Géo en a, lui, ou croit en avoir. Le sens moral du second quart du XXe siècle. Il ne dédaigne pas les petits profits, commissions, pourcentages et ristournes que peut lui valoir sa situation d’ingénieur, dans les usines du grand fabricant d’avions Hénault-Feltrie, à Saint-Denis. Sa passion est pour les autos. Il a muni récemment sa voiture d’un nouveau dispositif, qu’il appelle « turbo-compresseur », et il en a plein la bouche.
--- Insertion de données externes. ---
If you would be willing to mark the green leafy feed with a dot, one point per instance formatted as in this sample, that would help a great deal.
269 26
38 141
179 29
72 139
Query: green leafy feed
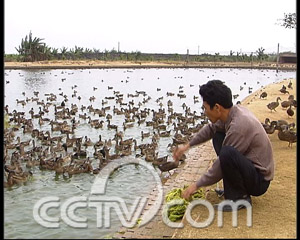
176 212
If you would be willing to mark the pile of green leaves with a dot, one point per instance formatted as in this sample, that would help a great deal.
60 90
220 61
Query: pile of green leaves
176 212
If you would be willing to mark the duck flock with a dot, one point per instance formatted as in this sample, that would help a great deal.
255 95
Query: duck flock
53 130
286 131
47 136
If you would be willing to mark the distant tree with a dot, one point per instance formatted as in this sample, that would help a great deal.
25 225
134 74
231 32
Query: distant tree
289 20
260 54
33 49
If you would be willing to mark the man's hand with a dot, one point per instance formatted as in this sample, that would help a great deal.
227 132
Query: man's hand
179 151
189 191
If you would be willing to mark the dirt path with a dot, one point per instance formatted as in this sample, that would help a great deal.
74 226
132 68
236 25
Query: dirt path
274 213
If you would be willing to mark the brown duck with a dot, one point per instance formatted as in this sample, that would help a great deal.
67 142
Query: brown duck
284 134
273 105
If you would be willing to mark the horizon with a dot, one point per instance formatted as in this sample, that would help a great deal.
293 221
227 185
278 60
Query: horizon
166 27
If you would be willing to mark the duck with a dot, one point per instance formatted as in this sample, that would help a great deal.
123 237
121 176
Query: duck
273 105
290 111
284 134
269 128
99 142
263 95
160 160
285 104
144 135
88 142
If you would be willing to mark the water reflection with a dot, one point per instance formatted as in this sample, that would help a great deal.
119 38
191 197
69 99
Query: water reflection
102 84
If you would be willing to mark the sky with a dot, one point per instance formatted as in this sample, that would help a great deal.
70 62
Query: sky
152 26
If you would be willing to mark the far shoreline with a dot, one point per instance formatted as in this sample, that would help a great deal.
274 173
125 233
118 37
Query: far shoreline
97 64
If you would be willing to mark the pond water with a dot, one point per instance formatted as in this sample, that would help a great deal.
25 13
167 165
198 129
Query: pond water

— Avec ce truc-là sur ma vulgaire petite Renault, je gratte n’importe quelle bagnole de marque. L’autre jour, en venant de Paris avec maman et Luce sur la route entre Arles et Miramas… dans la Crau : 30 kilomètres en ligne droite et en palier… je rattrape une grosse hispano qui marchait peinard, à 50. Ils me laissent arriver à 10 mètres derrière eux, mais comme de juste, au moment où j’allais les rejoindre, ils pressent l’accélérateur… Ftt ! du 80. Moi, j’ouvre en grand mon « turbo » : Rrran !… comme un moteur d’avion. Klaxon. Et je les passe à 140. Mes bonshommes en sont restés comme deux ronds de flan.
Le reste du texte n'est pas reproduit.